Fig. 6: LncRNA NEAT1/EZH2/LATS2 activates the Hippo/YAP signaling pathway.

The protein expression patterns of YAP1 in HL-7702 cells treated with D-GalN/LPS quantified by western blot analysis (a). Quantification of protein expression in a (b). The binding relationship between YAP1 and P73, assessed by coIP (c). *p < 0.05 vs. the D-GalN/LPS+oe-NC group; ^#p < 0.05 vs. the D-GalN/LPS+sh-NC group. D-GalN/LPS+oe-NC group, HL-7702 cells treated with oe-NC in the presence of D-GalN/LPS treatment; D-GalN/LPS+sh-NC group, HL-7702 cells treated with sh-NC in the presence of D-GalN/LPS treatment; D-GalN/LPS+oe-NEAT1 group, HL-7702 cells treated with oe-NEAT1 in the presence of D-GalN/LPS treatment; D-GalN/LPS+oe-LATS2 group, HL-7702 cells treated with oe-LATS2 in the presence of D-GalN/LPS treatment; D-GalN/LPS+sh-NEAT1 group, HL-7702 cells treated with sh-NEAT1 in the presence of D-GalN/LPS treatment; D-GalN/LPS+sh-LATS2 group, HL-7702 cells treated with sh-LATS2 in the presence of D-GalN/LPS treatment.

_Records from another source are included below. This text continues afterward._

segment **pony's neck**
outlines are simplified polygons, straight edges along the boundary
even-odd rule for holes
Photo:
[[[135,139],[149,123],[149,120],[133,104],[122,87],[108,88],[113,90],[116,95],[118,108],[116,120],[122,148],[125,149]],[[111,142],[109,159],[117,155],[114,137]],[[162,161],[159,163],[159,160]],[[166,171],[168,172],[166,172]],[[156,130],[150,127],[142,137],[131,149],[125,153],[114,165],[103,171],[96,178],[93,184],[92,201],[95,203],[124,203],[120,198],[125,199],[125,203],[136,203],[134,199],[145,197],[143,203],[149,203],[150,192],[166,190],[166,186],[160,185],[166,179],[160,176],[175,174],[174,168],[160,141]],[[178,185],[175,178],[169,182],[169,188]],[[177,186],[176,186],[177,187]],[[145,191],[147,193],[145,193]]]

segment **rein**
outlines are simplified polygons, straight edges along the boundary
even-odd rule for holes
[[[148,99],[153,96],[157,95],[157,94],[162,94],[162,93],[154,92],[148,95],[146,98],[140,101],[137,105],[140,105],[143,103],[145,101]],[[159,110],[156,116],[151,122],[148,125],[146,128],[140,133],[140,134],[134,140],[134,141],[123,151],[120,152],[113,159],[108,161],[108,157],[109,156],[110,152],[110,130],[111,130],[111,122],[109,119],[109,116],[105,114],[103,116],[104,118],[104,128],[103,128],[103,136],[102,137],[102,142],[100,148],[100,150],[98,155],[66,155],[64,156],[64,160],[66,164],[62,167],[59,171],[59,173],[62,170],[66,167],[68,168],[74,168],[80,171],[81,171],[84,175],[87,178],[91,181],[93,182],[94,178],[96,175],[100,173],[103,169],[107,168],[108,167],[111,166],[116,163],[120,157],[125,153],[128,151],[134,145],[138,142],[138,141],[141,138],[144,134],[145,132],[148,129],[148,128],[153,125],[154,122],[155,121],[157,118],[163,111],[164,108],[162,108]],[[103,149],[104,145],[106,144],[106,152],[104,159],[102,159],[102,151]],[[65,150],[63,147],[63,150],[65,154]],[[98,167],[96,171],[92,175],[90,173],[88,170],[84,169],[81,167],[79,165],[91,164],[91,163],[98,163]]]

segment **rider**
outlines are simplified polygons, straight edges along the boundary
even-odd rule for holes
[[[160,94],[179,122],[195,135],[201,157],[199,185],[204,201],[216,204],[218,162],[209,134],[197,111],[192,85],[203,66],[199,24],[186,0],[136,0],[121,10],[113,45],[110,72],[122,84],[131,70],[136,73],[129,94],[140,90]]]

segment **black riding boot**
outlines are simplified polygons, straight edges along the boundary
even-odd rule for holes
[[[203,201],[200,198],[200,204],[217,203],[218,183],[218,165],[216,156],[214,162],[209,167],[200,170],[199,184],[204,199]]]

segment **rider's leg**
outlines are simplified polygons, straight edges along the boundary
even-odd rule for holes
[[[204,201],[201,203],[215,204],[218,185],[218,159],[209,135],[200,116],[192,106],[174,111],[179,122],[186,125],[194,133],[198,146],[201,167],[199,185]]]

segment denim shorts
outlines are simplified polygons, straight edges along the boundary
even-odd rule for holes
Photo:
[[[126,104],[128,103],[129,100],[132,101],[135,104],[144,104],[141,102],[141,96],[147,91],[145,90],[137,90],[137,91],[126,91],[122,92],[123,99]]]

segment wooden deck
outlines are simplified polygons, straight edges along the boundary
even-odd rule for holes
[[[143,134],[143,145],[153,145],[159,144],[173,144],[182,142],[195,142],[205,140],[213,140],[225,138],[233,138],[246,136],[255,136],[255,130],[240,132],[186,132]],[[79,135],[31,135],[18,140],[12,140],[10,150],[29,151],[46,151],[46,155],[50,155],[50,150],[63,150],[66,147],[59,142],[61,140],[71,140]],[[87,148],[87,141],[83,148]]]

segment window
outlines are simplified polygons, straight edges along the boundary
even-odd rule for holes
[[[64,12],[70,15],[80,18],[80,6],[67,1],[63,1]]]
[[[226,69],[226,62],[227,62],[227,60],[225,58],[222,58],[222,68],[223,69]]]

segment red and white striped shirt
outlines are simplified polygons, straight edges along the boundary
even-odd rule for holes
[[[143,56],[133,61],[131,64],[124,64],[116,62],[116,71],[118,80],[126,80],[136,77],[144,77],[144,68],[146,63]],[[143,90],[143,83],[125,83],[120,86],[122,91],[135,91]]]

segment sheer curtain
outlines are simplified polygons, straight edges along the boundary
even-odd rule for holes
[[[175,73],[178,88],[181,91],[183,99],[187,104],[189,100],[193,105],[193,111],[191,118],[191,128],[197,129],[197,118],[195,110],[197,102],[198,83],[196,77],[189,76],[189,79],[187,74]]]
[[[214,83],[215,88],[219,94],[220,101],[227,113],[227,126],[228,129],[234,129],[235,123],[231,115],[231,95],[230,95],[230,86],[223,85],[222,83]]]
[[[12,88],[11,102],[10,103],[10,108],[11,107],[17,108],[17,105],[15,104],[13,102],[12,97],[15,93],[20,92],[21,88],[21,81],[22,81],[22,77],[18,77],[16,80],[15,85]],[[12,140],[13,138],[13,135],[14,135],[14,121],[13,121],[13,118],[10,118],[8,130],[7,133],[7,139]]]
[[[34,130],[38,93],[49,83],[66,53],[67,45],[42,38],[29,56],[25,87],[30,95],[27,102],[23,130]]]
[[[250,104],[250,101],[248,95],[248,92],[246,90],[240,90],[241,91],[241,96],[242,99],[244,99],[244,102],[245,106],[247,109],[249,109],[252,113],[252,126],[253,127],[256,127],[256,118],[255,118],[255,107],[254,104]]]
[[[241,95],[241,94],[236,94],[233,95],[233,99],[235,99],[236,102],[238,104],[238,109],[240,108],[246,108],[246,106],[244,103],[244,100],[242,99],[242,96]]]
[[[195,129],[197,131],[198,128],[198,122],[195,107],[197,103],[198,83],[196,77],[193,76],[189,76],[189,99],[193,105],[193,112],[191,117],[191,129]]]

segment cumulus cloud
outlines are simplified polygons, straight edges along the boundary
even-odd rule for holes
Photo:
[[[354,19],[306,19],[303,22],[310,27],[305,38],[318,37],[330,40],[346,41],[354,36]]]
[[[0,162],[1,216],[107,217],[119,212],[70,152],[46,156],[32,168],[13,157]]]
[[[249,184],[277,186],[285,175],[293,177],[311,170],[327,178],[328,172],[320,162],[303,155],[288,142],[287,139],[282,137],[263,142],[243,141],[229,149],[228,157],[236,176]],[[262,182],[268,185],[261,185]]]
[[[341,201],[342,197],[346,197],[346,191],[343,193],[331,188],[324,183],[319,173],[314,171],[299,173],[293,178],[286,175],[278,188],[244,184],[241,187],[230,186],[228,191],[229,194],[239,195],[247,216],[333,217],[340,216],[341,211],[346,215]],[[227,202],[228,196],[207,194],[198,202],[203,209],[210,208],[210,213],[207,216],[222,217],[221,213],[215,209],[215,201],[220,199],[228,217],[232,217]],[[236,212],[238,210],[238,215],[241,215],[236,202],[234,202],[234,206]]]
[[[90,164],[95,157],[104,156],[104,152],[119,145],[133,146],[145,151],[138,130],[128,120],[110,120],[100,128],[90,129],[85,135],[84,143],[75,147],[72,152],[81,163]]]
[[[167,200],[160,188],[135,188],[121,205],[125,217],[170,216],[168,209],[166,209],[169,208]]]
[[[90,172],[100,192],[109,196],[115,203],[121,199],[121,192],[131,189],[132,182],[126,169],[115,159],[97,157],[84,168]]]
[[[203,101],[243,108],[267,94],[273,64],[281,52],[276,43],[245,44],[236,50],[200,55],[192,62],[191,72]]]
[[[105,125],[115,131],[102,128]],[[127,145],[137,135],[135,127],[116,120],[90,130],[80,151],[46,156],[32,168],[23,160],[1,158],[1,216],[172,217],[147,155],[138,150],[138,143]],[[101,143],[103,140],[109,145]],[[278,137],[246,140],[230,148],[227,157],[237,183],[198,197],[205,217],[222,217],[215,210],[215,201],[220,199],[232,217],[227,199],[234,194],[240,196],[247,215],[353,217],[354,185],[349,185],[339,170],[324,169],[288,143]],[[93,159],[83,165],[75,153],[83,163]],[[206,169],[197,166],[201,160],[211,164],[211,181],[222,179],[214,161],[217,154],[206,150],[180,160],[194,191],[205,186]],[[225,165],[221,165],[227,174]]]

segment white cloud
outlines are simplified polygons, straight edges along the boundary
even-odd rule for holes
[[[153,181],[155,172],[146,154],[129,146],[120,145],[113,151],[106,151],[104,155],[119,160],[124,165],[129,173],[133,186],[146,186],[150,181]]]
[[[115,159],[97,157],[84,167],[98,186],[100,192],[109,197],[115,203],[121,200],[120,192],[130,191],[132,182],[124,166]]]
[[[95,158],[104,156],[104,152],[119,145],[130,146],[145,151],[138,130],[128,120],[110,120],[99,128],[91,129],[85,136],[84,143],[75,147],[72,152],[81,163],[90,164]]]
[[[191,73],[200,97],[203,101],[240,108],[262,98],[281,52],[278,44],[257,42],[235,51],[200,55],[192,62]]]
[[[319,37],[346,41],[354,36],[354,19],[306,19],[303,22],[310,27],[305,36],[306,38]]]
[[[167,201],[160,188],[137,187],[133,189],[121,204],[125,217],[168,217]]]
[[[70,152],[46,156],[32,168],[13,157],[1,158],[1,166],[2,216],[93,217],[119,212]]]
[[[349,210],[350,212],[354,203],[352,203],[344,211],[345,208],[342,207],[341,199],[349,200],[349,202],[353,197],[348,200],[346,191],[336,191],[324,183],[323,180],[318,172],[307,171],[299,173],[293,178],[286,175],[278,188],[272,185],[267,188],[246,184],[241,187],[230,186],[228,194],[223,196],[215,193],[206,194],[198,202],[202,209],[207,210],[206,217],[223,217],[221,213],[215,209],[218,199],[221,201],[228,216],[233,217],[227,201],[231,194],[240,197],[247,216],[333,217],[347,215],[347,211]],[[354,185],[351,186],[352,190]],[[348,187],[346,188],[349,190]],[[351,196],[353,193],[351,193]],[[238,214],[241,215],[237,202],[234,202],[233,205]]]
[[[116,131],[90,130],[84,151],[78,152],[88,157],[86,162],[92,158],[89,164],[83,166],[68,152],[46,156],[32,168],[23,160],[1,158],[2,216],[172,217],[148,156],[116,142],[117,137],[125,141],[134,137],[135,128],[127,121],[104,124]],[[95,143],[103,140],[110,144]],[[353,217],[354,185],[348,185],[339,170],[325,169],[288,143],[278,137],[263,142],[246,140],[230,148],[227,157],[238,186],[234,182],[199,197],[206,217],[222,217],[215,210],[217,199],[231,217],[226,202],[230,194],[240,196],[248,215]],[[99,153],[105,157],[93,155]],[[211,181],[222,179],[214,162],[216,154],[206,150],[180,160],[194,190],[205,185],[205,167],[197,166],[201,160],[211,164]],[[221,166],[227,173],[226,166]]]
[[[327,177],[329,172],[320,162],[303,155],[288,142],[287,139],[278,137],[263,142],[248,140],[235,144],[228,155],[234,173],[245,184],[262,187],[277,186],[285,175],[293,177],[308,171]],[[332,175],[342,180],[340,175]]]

Statistical data are described as mean ± standard deviation. One-way analysis of variance was used for comparisons among multiple groups, followed by Tukey’s post hoc test. The experiment was repeated three times independently. lncRNA NEAT1 long noncoding RNA nuclear-enriched abundant transcript 1, LATS2 large tumor-suppressor kinase 2, D-GalN/LPS, D-galactosamine/lipopolysaccharide, NC negative control, coIP coimmunoprecipitation.